Error in CuDNN: CUDNN_STATUS_BAD_PARAM (cudnnGetConvolutionNdForwardOutputDim)

dahlem commented 7 years ago

I'd like to run deepspeech.torch on a training dataset of size 1M wav files using an AWS's p2.8xlarge instance and I'm running into the stack trace below. I installed torch and deepspeech.torch according to the installation instructions.
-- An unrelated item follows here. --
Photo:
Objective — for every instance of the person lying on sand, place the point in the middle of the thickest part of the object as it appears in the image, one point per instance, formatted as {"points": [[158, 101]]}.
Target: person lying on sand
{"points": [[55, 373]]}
I run the training as follows: th Train.lua -epochSave \ -learningRateAnnealing 1.1 \ -trainingSetLMDBPath data_lmdb/train/ \ -validationSetLMDBPath data_lmdb/test/ \ -nGPU 8 \ -logsTrainPath logs/deepspeech-big/TrainingLoss/ \ -logsValidationPath logs/deepspeech-big/ValidationScores/ \ -modelTrainingPath models/deepspeech-big/ \ -epochs 500 \ -learningRate 0.01 \ -maxNorm 20 \ -momentum 0.9 \ -batchSize 32 \ -validationBatchSize 32 \ -permuteBatch

I have no problem with the 1000 hours of LibriSpeech data.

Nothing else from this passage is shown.